Entre as ações sugeridas pelos
estudantes estavam a criação de um comitê de comunicação pelos municípios da
bacia hidrográfica do Paraitinga, que inclui São Luiz e Cunha, a realização de
um planejamento territorial para evitar construções em áreas de risco, a
criação de um aplicativo para comunicar ações de resposta e um plano de
preparação direcionado aos moradores.
Os resultados foram
apresentados em evento, realizado em outubro do ano passado, com a participação
de alunos, além de representantes da prefeitura, Defesa Civil e órgãos
envolvidos na área (assista ao vídeo aqui).
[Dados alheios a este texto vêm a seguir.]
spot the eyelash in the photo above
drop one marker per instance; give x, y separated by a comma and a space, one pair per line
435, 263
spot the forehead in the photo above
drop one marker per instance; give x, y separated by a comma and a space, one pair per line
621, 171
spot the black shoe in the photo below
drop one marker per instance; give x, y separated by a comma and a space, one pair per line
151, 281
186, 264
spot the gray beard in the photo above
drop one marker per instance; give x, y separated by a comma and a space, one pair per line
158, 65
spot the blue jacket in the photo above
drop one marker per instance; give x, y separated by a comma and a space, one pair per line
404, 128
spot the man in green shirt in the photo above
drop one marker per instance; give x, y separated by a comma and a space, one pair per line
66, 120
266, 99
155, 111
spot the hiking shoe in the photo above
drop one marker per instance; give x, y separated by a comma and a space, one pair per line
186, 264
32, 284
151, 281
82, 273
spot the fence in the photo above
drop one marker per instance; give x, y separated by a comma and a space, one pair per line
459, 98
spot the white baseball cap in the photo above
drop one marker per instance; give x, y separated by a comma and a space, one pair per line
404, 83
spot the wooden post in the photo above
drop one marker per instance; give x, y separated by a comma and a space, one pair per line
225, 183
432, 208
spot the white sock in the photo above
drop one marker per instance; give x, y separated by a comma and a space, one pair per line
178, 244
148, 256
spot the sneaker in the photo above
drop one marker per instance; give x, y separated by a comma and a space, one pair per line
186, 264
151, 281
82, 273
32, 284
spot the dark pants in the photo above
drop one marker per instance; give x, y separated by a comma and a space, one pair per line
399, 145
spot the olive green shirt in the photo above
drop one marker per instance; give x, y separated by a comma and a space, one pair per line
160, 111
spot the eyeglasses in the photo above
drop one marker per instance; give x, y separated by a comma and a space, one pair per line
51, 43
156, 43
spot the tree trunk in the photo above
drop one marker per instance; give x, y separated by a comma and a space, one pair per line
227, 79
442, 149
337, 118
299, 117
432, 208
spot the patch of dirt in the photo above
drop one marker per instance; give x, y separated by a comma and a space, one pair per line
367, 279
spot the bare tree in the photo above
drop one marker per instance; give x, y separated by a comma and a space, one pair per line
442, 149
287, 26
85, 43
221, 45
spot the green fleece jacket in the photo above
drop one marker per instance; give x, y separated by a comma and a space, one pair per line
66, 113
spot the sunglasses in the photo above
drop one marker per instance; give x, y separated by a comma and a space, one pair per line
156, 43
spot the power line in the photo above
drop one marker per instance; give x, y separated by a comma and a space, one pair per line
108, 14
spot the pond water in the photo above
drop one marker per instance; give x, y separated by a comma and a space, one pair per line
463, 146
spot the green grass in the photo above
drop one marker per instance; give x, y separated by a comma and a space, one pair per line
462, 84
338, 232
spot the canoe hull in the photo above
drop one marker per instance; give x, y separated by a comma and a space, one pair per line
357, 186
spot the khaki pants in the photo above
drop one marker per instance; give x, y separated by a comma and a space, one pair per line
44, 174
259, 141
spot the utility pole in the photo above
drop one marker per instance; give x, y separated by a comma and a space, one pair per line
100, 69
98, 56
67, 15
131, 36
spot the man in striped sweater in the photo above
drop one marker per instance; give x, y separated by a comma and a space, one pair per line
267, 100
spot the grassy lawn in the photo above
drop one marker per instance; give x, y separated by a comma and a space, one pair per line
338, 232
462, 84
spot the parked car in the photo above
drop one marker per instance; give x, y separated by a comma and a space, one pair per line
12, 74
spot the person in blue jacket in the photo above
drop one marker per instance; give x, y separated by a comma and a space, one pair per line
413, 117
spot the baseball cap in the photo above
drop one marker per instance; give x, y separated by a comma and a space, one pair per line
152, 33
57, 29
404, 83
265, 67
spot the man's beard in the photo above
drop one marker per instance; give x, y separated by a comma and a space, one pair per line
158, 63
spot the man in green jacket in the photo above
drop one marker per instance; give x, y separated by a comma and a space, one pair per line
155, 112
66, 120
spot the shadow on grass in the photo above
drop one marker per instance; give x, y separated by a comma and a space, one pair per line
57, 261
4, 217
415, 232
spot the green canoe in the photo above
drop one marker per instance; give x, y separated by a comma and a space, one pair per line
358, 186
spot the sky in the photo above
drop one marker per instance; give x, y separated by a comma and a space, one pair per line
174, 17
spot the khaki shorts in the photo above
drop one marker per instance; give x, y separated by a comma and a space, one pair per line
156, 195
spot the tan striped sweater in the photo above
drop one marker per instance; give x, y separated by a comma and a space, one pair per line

Na ocasião, a prefeita Ana
Lúcia Bilard Sicherle, que também ocupava o cargo no ano da enchente, falou da
importância da fiscalização para evitar que áreas de risco voltem a ser ocupadas.
“Hoje temos uma equipe de Defesa Civil mais forte, além de mais mecanismos de
monitoramento”, afirmou.
Agora, a metodologia
desenvolvida pelo grupo de pesquisadores será incluída no programa Cemaden
Educação, que tem o objetivo de levar a escolas informações e projetos voltados
ao desenvolvimento de uma cultura de percepção de riscos de desastres. O
programa já foi reconhecido como prática inspiradora pela Convenção- Quadro das
Nações Unidas sobre Mudanças Climáticas (UNFCCC, na sigla em inglês).
Pesquisas realizadas no Brasil
e em outros países já relacionaram as mudanças climáticas à ocorrência de
chuvas intensas (leia mais em agencia.fapesp.br/36627 e
revistapesquisa.fapesp.br/risco-de-mais-desastres-naturais).
O próprio relatório do Painel
Intergovernamental sobre Mudanças Climáticas das Nações Unidas (IPCC na sigla
em inglês), divulgado no ano passado, alertava que chuvas fortes ficarão mais
frequentes e intensas.
No cenário atual, em que o
mundo se aqueceu 1 ºC na média global em relação ao chamado período
pré-industrial, o volume de água das tempestades é 6,7% maior, podendo chegar a
30,2% no pior cenário (com aumento médio de 4 °C da temperatura da Terra).
O artigo Giving voice to the voiceless: connecting graduate students with high school students by incubating DRR plans through participatory mapping pode ser lido em: www.emerald.com/insight/content/doi/10.1108/DPM-03-2021-0100/full/html.